Motivation to Migrate

The primary form of human mobility occurring within ASEAN is low skilled labour migration. This is restricted by duration and quota. The reasoning behind undertaking this temporary migration is to increase earnings for a better future. However, there are numerous factors at play in making a decision to move, or rather, choosing to move. Be it borrowed or earned resources, potential migrants need sufficient financial backing to make a move. The very poor will not be able to cross borders due to unaffordability. The not-so-poor will need to gauge the costs and benefits involved. Subsequently, they would need to determine if the pursuit of greener pastures is indeed worth the sacrifice of being with family and the only resources available to them. This is a gamble. There is no assurance. There is no guaranteed safety net. Much depends on the regulatory systems present in sending and receiving countries and the level of coordination between them. A potential low-skilled migrant crosses his border because he knows that he will be able to earn a much higher income. He chooses to live apart from his family because he wants to provide for them and give them a better life. He would want to work in a system where he is treated fairly and his welfare is safeguarded. These are basic expectations of documented low skilled migrants.

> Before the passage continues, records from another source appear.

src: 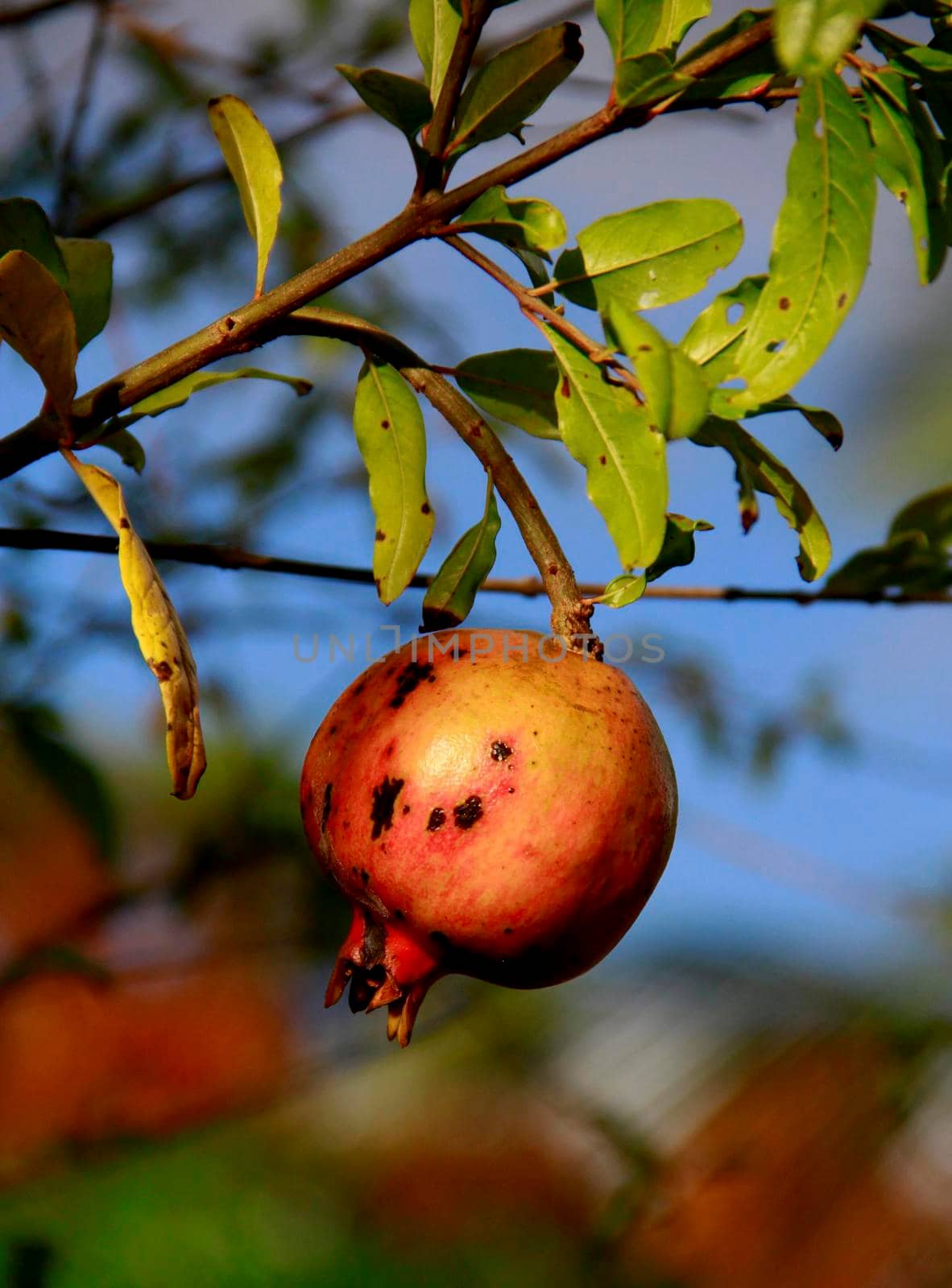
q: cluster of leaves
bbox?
[0,0,952,797]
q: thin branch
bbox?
[0,528,952,608]
[423,0,492,171]
[441,232,644,402]
[53,0,111,233]
[0,11,793,479]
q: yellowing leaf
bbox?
[63,451,205,800]
[0,250,76,420]
[209,94,284,296]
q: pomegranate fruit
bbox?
[301,630,677,1046]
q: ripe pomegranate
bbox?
[301,630,677,1046]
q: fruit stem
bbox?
[279,305,602,658]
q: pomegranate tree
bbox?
[301,630,677,1046]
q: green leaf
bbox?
[693,416,832,581]
[724,73,876,416]
[410,0,460,103]
[354,357,433,604]
[0,250,77,420]
[209,94,284,299]
[773,0,883,76]
[593,572,648,608]
[606,308,709,440]
[95,429,146,474]
[456,349,561,438]
[675,9,793,101]
[823,532,952,595]
[595,0,711,63]
[681,273,767,385]
[615,52,694,107]
[453,187,568,259]
[122,367,313,420]
[889,485,952,550]
[423,477,500,631]
[742,390,842,452]
[56,237,112,349]
[449,22,582,156]
[0,197,68,290]
[336,63,433,139]
[863,72,947,286]
[645,514,714,581]
[554,197,743,312]
[540,324,668,568]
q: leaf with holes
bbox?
[863,72,948,286]
[410,0,460,103]
[645,514,714,581]
[455,349,561,438]
[336,63,433,139]
[56,237,112,349]
[449,22,582,156]
[773,0,883,76]
[354,357,433,604]
[722,73,876,417]
[63,451,205,800]
[679,273,767,386]
[693,416,832,581]
[209,94,284,298]
[554,197,743,312]
[537,322,668,568]
[595,0,711,63]
[423,477,500,631]
[452,188,568,259]
[0,250,77,421]
[606,308,710,440]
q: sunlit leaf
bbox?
[124,367,313,423]
[681,273,767,386]
[606,308,710,440]
[540,324,668,568]
[209,94,284,296]
[863,72,948,285]
[63,451,205,800]
[423,479,500,631]
[354,357,433,604]
[456,349,561,438]
[724,73,876,416]
[56,237,112,349]
[595,0,711,63]
[410,0,460,103]
[595,572,648,608]
[453,188,568,259]
[645,514,714,581]
[336,63,433,139]
[449,22,582,155]
[693,416,832,581]
[773,0,883,76]
[0,250,76,420]
[554,198,743,312]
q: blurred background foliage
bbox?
[0,0,952,1288]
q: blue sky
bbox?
[0,0,952,989]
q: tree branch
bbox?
[0,528,952,607]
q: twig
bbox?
[438,225,644,402]
[0,528,952,608]
[53,0,111,233]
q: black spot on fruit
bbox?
[370,774,404,841]
[453,796,483,832]
[391,662,433,707]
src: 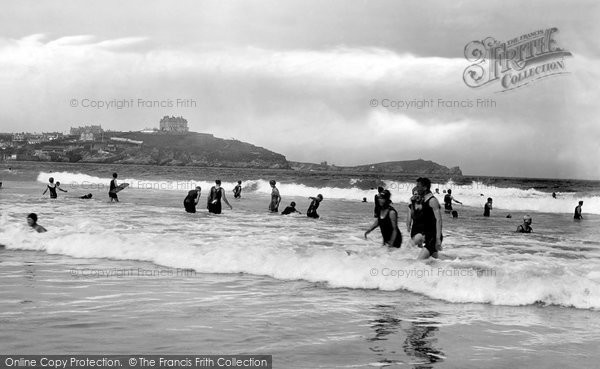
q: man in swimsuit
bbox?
[206,179,233,214]
[517,215,533,233]
[281,201,302,215]
[183,186,202,213]
[444,190,462,214]
[483,197,492,217]
[417,178,443,259]
[373,186,383,218]
[233,181,242,199]
[306,194,323,219]
[269,179,281,213]
[108,173,119,202]
[406,187,425,247]
[365,190,402,248]
[42,177,67,199]
[573,201,583,220]
[27,213,46,233]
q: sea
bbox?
[0,162,600,368]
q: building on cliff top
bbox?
[160,115,188,133]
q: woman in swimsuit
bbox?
[365,190,402,248]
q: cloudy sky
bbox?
[0,0,600,179]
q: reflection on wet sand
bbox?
[367,305,445,369]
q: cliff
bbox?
[290,159,462,176]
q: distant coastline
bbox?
[2,131,462,176]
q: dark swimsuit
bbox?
[422,196,443,256]
[48,185,58,199]
[572,204,581,219]
[183,190,198,213]
[208,186,221,214]
[108,179,119,199]
[281,206,298,215]
[408,203,425,238]
[483,202,490,217]
[373,194,381,218]
[269,188,279,213]
[444,195,452,213]
[377,206,402,248]
[517,224,533,233]
[306,200,321,218]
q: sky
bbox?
[0,0,600,179]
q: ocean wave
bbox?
[0,218,600,309]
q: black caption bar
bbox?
[0,355,273,369]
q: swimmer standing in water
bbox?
[269,179,281,213]
[42,177,68,198]
[417,177,444,259]
[27,213,46,233]
[306,194,323,219]
[183,186,202,213]
[365,190,402,248]
[206,179,233,214]
[406,187,425,247]
[108,173,119,202]
[444,189,462,214]
[573,201,583,220]
[517,215,533,233]
[233,181,242,199]
[483,197,492,217]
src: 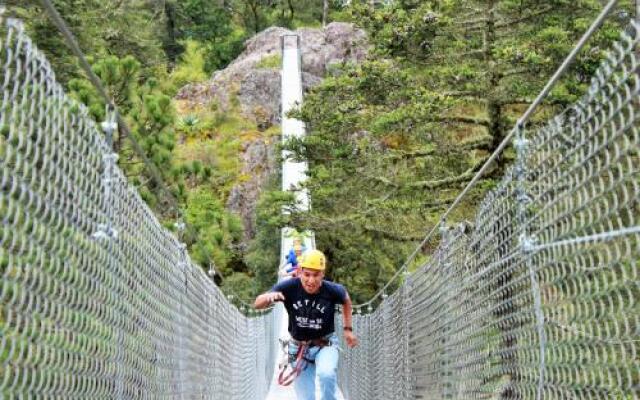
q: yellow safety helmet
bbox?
[300,250,327,271]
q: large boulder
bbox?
[176,22,368,123]
[177,22,368,244]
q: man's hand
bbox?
[265,292,284,304]
[253,292,284,310]
[344,331,358,348]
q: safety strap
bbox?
[278,339,331,386]
[278,343,309,386]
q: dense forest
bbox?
[7,0,634,302]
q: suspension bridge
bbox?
[0,1,640,400]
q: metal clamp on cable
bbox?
[91,104,118,240]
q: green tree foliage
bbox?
[6,0,164,83]
[268,0,631,300]
[185,188,242,277]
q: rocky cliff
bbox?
[176,22,368,242]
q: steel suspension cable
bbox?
[354,0,620,308]
[40,0,252,310]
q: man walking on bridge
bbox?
[254,250,358,400]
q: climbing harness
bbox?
[278,338,331,386]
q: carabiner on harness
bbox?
[278,342,309,386]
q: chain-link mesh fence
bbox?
[0,19,275,400]
[340,21,640,400]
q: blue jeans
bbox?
[289,334,338,400]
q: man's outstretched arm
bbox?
[253,292,284,310]
[342,293,358,347]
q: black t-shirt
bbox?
[271,278,347,340]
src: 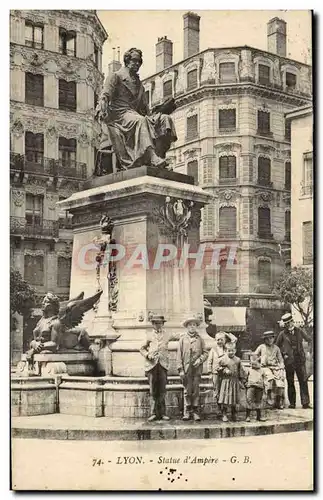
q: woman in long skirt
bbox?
[218,344,246,422]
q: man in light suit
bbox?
[276,313,312,409]
[96,48,177,170]
[140,315,179,422]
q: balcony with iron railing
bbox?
[303,255,313,266]
[10,152,86,180]
[258,231,274,240]
[301,184,313,196]
[219,177,238,186]
[257,177,273,188]
[10,216,59,238]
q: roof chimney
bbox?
[183,12,201,59]
[267,17,286,57]
[156,36,173,73]
[108,47,121,75]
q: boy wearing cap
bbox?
[276,313,312,408]
[177,316,208,421]
[140,315,179,422]
[207,332,237,402]
[255,330,285,410]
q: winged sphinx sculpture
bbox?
[26,291,102,360]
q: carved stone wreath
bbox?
[152,196,196,243]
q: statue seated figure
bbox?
[95,48,177,170]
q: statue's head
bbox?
[123,47,142,73]
[42,292,59,314]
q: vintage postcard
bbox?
[9,9,314,491]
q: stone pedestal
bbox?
[59,167,211,377]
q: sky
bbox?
[97,10,311,78]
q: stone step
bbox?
[11,409,313,441]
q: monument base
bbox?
[16,351,96,377]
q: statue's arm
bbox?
[43,319,62,350]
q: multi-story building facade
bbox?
[10,10,107,358]
[144,13,311,348]
[286,106,313,268]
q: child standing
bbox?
[177,317,207,421]
[255,331,285,409]
[246,353,266,422]
[207,332,237,402]
[140,315,178,422]
[218,343,246,422]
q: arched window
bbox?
[258,260,271,288]
[258,207,272,239]
[219,155,237,184]
[219,260,237,293]
[186,115,198,141]
[285,161,292,189]
[258,156,272,186]
[187,160,199,186]
[285,210,290,241]
[219,62,236,83]
[187,69,197,90]
[219,207,237,238]
[163,80,173,99]
[25,132,44,164]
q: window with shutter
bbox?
[303,221,313,265]
[59,28,76,57]
[258,156,271,186]
[25,193,44,226]
[186,115,198,141]
[258,64,270,85]
[219,260,237,293]
[57,257,71,288]
[202,204,215,238]
[145,90,150,106]
[93,44,99,68]
[24,255,44,286]
[25,21,44,49]
[58,137,76,167]
[219,109,236,130]
[58,79,76,111]
[163,80,173,99]
[219,207,237,238]
[302,152,313,195]
[285,120,292,142]
[219,155,237,184]
[25,132,44,165]
[187,160,199,186]
[219,63,236,83]
[286,72,297,89]
[25,73,44,106]
[285,210,290,241]
[285,161,292,189]
[257,110,270,134]
[187,69,197,90]
[258,207,272,239]
[258,260,271,291]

The reasoning is quite different for low-skilled undocumented migrants. Though they may not be privy to the extent of possible exploitation, they are aware from the very beginning, that at the least, they are not going through the ‘proper’ channel.   Usually, this group cannot afford to migrate but they are desperate to earn a living and support their families. They know that they would not be as ‘protected’ as the documented migrants and this is part of their opportunity cost. Interestingly, there is another group that chooses the cheaper and faster way because of the desire to avoid exorbitant mobility costs. In the attempt to save money, they end up paying much more financially, emotionally and mentally during the course of their undocumented stay in the receiving country.

High skilled migrants in ASEAN make a choice to move because there is a variety of job options in the receiving state, the demand for their specialised skill is high, their potential income corresponds to their skill level or exceeds it, they have more opportunities for career progression, they are assured of a far better lifestyle, and in some cases, they are able to bring their families along. Often, they seek permanent residence in the host country when the option is made available to them. Many have become permanent residents and even citizens of the host country. It cannot be ignored that in some receiving states, even high skilled migration that is facilitated by ASEAN’s Mutual Recognition Arrangement (MRA) is a cumbersome and discouraging process. However, high skilled migrants are in a relatively better situation. This applies to some mid-skilled migrants as well.

Academic mobility is another form of migration that is gaining popularity within Southeast Asia. ASEAN has been enhancing the regionalisation of higher education through its Southeast Asian Ministers of Education Organisation-Regional Institution of Higher Education and Development (SEAMEO-RIHED). For instance, universities in Singapore have a significant number of students from other ASEAN countries (Malaysia, Thailand, Vietnam, Indonesia and the Philippines). Singapore has been encouraging deserving students in the region and beyond via scholarships, internships and fellowships. It can be considered a regional hub for higher education. Students choose to further their education in Singapore because of the high ranking and global recognition of its tertiary institutions. They know that with a qualification from a Singaporean university, they would have acquired increased mobility and wider access to opportunities across the globe. They are also aware of the high possibility of securing employment in Singapore, especially in the MNCs operating in the country. This makes the small city-state a preferred destination for ASEAN students.

It would be more beneficial to the ASEAN Economic Community (AEC) if it could find a way to justify and strengthen the motivation of low skilled migrant labour. ASEAN comes together for many regional initiatives and policies. Perhaps it is time to give this left-out group more reason to move within the region.